Many others are also investing in technology to enhance sustainability. For example, C. Sanmukasundram, GM Corporate at SCM Garments Pvt. Ltd., highlighted their investment in cutting-edge solutions, including a back pressure turbine for electricity generation, MBR (Membrane BioReactor) technology for wastewater treatment and material reuse, a sulphate salt recovery system and the latest salt-free dyeing technology. The company, producing 10 million units per month, aims to shift to renewable energy by 2024 and has already reduced CO2 emissions by 90 per cent since 2018. Additionally, 35 per cent – 45 per cent of its materials are now recycled.
Ironically, brands still avoid paying premium for sustainability
Manufacturers are investing their own capital in sustainable initiatives and lament that brands are unwilling to pay a premium for these products. “Cost is a significant barrier. Premiumisation of sustainability has not fully taken root in the business landscape yet. Our challenge lies in justifying the higher costs, but we believe that as the market matures, the value of sustainability will become clearer and more accepted,” stated Pranjal.
“Although big retailers who value sustainable sourcing give us preference for order placement, we often bear the additional costs ourselves. This is primarily due to our internal goals of contributing back to Mother Earth. In the end, we face a difficult decision between cost and sustainability and we choose to favour the latter,” explained Nishant.
Echoing similar sentiments, Anshu said, “Clients are willing to pay for sustainable products, but not to full value.”

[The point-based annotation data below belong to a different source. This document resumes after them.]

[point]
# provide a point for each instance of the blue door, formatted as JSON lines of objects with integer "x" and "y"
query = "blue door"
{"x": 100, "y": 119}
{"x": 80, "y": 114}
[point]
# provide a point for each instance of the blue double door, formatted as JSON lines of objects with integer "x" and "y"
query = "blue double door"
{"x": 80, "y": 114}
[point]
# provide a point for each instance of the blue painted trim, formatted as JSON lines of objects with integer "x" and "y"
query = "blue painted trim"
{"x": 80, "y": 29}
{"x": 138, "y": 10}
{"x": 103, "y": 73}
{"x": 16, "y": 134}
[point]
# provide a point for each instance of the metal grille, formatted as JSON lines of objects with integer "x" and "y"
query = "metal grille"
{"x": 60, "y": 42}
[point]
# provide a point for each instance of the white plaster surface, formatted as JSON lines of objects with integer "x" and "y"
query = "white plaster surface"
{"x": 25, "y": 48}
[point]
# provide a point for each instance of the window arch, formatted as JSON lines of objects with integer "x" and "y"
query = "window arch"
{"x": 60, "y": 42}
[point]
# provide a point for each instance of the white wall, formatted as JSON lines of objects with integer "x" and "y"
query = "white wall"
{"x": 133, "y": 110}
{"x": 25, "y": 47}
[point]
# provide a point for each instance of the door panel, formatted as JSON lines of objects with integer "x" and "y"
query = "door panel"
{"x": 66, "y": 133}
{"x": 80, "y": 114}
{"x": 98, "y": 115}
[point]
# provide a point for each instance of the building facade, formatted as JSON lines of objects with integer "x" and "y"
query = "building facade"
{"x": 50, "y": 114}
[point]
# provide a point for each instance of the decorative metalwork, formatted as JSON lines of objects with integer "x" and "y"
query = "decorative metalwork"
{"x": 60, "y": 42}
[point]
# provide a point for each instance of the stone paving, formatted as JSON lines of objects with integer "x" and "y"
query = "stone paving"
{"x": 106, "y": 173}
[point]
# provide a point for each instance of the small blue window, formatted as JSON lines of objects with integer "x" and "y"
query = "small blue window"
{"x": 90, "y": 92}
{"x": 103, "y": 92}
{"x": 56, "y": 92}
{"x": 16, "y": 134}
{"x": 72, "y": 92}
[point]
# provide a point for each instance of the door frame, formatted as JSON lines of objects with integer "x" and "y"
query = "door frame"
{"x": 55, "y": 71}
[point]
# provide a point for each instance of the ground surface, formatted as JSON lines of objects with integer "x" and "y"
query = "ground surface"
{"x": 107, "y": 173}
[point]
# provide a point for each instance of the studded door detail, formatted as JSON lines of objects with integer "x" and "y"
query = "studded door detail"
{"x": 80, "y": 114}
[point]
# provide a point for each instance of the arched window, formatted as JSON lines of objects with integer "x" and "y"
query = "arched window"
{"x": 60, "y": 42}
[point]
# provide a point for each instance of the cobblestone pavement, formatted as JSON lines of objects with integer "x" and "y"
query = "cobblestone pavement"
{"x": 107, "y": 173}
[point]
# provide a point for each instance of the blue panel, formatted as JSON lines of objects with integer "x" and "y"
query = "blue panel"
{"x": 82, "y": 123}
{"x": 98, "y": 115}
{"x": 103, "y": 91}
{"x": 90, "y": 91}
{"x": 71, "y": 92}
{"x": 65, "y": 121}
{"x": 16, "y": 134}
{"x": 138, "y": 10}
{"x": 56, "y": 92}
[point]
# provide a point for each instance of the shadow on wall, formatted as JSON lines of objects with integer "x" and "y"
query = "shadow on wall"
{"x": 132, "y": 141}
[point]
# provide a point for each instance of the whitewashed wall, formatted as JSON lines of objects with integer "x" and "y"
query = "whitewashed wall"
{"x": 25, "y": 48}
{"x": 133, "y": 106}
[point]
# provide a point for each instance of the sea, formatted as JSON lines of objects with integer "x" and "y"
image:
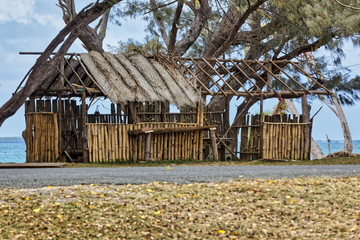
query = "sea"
{"x": 12, "y": 149}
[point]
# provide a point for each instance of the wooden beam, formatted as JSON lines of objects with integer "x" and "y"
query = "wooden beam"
{"x": 284, "y": 94}
{"x": 148, "y": 146}
{"x": 168, "y": 129}
{"x": 213, "y": 144}
{"x": 84, "y": 127}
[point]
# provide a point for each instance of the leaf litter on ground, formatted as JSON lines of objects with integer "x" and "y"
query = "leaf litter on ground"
{"x": 304, "y": 208}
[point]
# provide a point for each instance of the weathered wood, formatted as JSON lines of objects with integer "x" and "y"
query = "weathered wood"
{"x": 213, "y": 144}
{"x": 84, "y": 128}
{"x": 169, "y": 129}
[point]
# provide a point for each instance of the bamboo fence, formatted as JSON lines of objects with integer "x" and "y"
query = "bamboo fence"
{"x": 112, "y": 142}
{"x": 285, "y": 141}
{"x": 41, "y": 137}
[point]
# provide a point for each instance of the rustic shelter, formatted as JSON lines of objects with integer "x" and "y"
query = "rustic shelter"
{"x": 141, "y": 126}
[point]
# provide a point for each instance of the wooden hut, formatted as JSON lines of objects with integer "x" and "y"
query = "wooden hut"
{"x": 140, "y": 126}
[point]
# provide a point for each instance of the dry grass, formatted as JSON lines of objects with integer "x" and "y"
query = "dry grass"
{"x": 317, "y": 208}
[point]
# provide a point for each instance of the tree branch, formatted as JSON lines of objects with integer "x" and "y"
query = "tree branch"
{"x": 235, "y": 28}
{"x": 159, "y": 22}
{"x": 201, "y": 16}
{"x": 174, "y": 28}
{"x": 307, "y": 48}
{"x": 44, "y": 68}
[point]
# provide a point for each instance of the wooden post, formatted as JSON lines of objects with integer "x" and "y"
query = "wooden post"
{"x": 306, "y": 119}
{"x": 269, "y": 76}
{"x": 163, "y": 110}
{"x": 148, "y": 146}
{"x": 213, "y": 144}
{"x": 84, "y": 133}
{"x": 261, "y": 127}
{"x": 200, "y": 122}
{"x": 60, "y": 124}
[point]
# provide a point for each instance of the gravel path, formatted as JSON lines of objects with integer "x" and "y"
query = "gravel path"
{"x": 34, "y": 178}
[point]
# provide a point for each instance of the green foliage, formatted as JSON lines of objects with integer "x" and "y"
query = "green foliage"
{"x": 148, "y": 47}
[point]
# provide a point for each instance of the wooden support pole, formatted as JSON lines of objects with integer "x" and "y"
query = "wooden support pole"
{"x": 261, "y": 154}
{"x": 269, "y": 76}
{"x": 306, "y": 119}
{"x": 84, "y": 127}
{"x": 148, "y": 146}
{"x": 213, "y": 144}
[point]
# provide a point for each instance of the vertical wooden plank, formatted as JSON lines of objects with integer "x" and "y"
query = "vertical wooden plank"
{"x": 84, "y": 127}
{"x": 148, "y": 146}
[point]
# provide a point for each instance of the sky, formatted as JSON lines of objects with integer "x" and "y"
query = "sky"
{"x": 30, "y": 25}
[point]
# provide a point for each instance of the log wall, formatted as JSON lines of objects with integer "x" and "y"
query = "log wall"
{"x": 41, "y": 137}
{"x": 112, "y": 142}
{"x": 276, "y": 137}
{"x": 285, "y": 141}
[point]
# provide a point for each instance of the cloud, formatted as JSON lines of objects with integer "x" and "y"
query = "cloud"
{"x": 16, "y": 11}
{"x": 29, "y": 11}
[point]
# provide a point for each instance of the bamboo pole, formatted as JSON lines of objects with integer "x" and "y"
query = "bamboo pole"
{"x": 213, "y": 144}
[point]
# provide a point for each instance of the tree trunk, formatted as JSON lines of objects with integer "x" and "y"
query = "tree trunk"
{"x": 344, "y": 125}
{"x": 44, "y": 68}
{"x": 316, "y": 151}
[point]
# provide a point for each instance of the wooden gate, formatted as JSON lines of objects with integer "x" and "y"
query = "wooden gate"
{"x": 276, "y": 137}
{"x": 41, "y": 137}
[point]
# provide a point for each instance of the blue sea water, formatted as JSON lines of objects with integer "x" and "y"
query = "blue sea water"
{"x": 13, "y": 149}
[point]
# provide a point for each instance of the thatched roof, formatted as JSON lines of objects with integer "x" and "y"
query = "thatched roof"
{"x": 176, "y": 80}
{"x": 137, "y": 78}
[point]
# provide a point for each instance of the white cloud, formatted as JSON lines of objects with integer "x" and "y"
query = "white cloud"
{"x": 16, "y": 10}
{"x": 26, "y": 11}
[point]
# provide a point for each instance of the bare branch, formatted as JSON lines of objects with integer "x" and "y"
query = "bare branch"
{"x": 201, "y": 16}
{"x": 159, "y": 21}
{"x": 159, "y": 6}
{"x": 174, "y": 28}
{"x": 307, "y": 48}
{"x": 44, "y": 68}
{"x": 239, "y": 22}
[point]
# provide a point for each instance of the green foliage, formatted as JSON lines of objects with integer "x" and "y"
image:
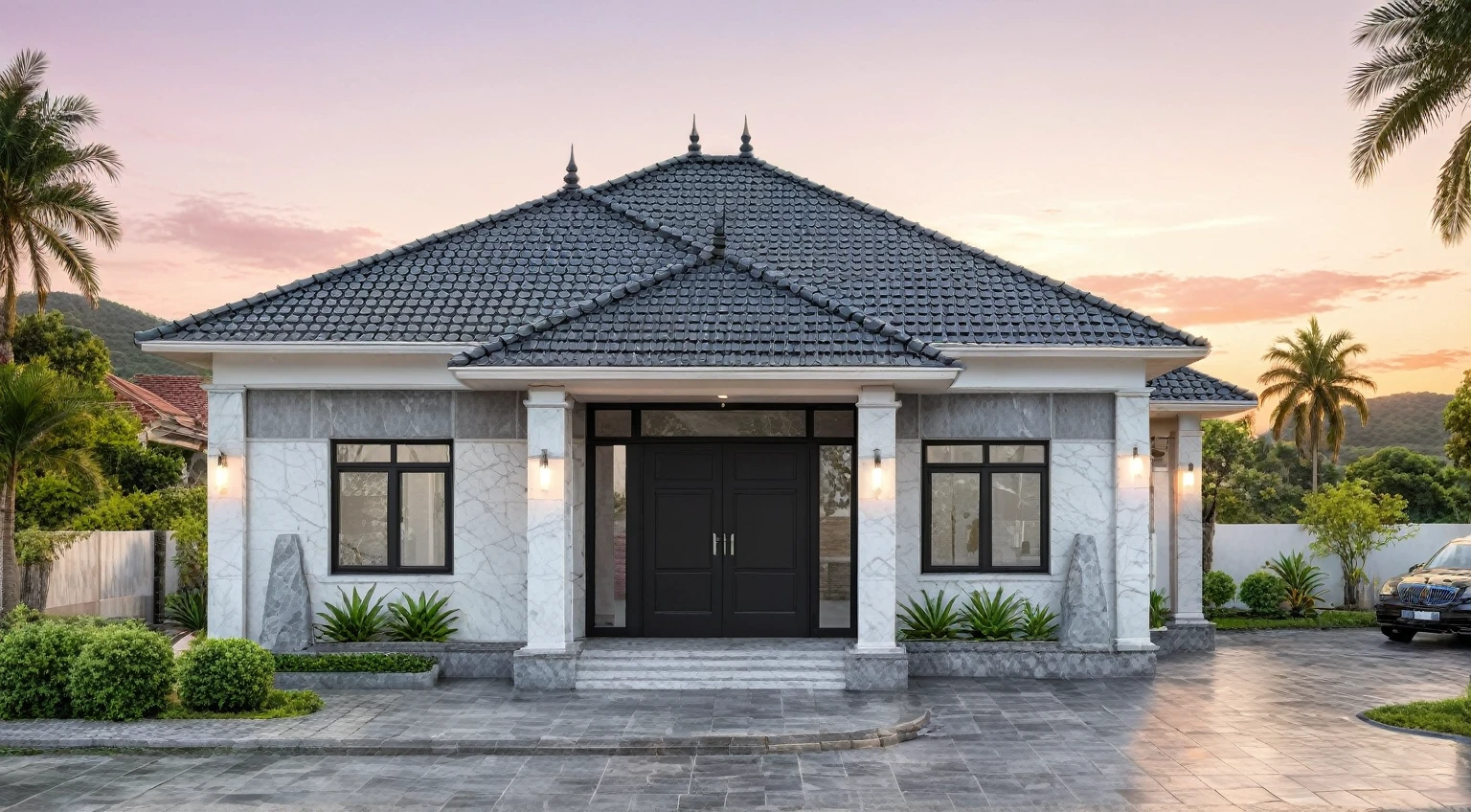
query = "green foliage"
{"x": 124, "y": 672}
{"x": 279, "y": 705}
{"x": 422, "y": 620}
{"x": 1037, "y": 622}
{"x": 1302, "y": 580}
{"x": 1262, "y": 592}
{"x": 928, "y": 618}
{"x": 66, "y": 349}
{"x": 1218, "y": 589}
{"x": 358, "y": 620}
{"x": 992, "y": 617}
{"x": 1350, "y": 521}
{"x": 187, "y": 609}
{"x": 1433, "y": 491}
{"x": 35, "y": 666}
{"x": 225, "y": 675}
{"x": 1457, "y": 419}
{"x": 354, "y": 663}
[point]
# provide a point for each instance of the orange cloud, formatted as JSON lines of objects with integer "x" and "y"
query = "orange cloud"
{"x": 1198, "y": 301}
{"x": 240, "y": 235}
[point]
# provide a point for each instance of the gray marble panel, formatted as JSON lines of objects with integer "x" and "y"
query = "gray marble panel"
{"x": 1083, "y": 417}
{"x": 279, "y": 414}
{"x": 943, "y": 417}
{"x": 381, "y": 414}
{"x": 488, "y": 415}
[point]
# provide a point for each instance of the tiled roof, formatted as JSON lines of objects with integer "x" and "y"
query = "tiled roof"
{"x": 713, "y": 313}
{"x": 1191, "y": 386}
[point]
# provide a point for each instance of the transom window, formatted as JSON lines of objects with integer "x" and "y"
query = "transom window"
{"x": 390, "y": 507}
{"x": 985, "y": 507}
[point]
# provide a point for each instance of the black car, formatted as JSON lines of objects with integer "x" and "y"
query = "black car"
{"x": 1435, "y": 596}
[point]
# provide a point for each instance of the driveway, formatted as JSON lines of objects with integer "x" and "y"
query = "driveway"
{"x": 1265, "y": 721}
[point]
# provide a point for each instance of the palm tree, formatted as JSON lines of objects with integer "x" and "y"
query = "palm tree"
{"x": 47, "y": 199}
{"x": 1423, "y": 60}
{"x": 1312, "y": 378}
{"x": 38, "y": 411}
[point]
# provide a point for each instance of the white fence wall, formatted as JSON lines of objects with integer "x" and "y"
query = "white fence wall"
{"x": 1242, "y": 549}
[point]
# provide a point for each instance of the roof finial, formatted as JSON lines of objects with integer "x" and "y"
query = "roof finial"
{"x": 718, "y": 243}
{"x": 570, "y": 180}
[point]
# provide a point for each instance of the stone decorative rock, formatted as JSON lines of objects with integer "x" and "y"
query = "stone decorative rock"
{"x": 287, "y": 620}
{"x": 1084, "y": 608}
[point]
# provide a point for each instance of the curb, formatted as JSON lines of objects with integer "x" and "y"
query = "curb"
{"x": 543, "y": 746}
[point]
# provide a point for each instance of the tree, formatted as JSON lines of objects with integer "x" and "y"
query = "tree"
{"x": 1312, "y": 380}
{"x": 66, "y": 349}
{"x": 1432, "y": 490}
{"x": 49, "y": 203}
{"x": 1458, "y": 422}
{"x": 37, "y": 409}
{"x": 1421, "y": 65}
{"x": 1350, "y": 521}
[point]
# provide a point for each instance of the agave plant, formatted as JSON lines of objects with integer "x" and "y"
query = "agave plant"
{"x": 1302, "y": 578}
{"x": 993, "y": 617}
{"x": 187, "y": 609}
{"x": 422, "y": 620}
{"x": 1037, "y": 622}
{"x": 932, "y": 618}
{"x": 358, "y": 620}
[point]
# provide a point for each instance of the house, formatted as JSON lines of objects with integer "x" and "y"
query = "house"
{"x": 705, "y": 399}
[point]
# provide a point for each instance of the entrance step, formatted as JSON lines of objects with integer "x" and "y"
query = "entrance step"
{"x": 655, "y": 664}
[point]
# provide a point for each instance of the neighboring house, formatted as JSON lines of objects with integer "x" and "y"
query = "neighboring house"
{"x": 647, "y": 409}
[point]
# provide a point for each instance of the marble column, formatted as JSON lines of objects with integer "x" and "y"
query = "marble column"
{"x": 228, "y": 523}
{"x": 1185, "y": 485}
{"x": 1131, "y": 521}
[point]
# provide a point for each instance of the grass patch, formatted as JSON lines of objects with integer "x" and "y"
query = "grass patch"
{"x": 1336, "y": 618}
{"x": 1446, "y": 715}
{"x": 354, "y": 663}
{"x": 279, "y": 707}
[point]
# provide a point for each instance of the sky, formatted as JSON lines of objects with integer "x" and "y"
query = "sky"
{"x": 1186, "y": 159}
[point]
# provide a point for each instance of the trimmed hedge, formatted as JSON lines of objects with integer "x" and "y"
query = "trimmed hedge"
{"x": 354, "y": 663}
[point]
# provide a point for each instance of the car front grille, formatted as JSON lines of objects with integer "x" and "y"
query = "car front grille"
{"x": 1427, "y": 595}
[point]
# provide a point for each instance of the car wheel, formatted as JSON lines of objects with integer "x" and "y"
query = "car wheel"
{"x": 1397, "y": 634}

“Clients are investing more in sustainably sourced materials, but production still poses challenges,” noted C. Sanmukasundram, further adding, “Sustainable materials and processes can drive up production costs, sourcing reliable suppliers is challenging and adopting new technologies requires investments and operational adjustments. Keeping up with evolving environmental and social regulations is also a challenge.”
Reflecting maturity, Sunil justified the buyers’ stand and averred, “We do not believe that production of sustainable material should involve higher costs. It would largely depend on scale of production. The larger the scale, the more optimised the costs can be.” He mentioned that TechnoSport utilises polyester in its products, which is inherently more sustainable than other apparel fabrics.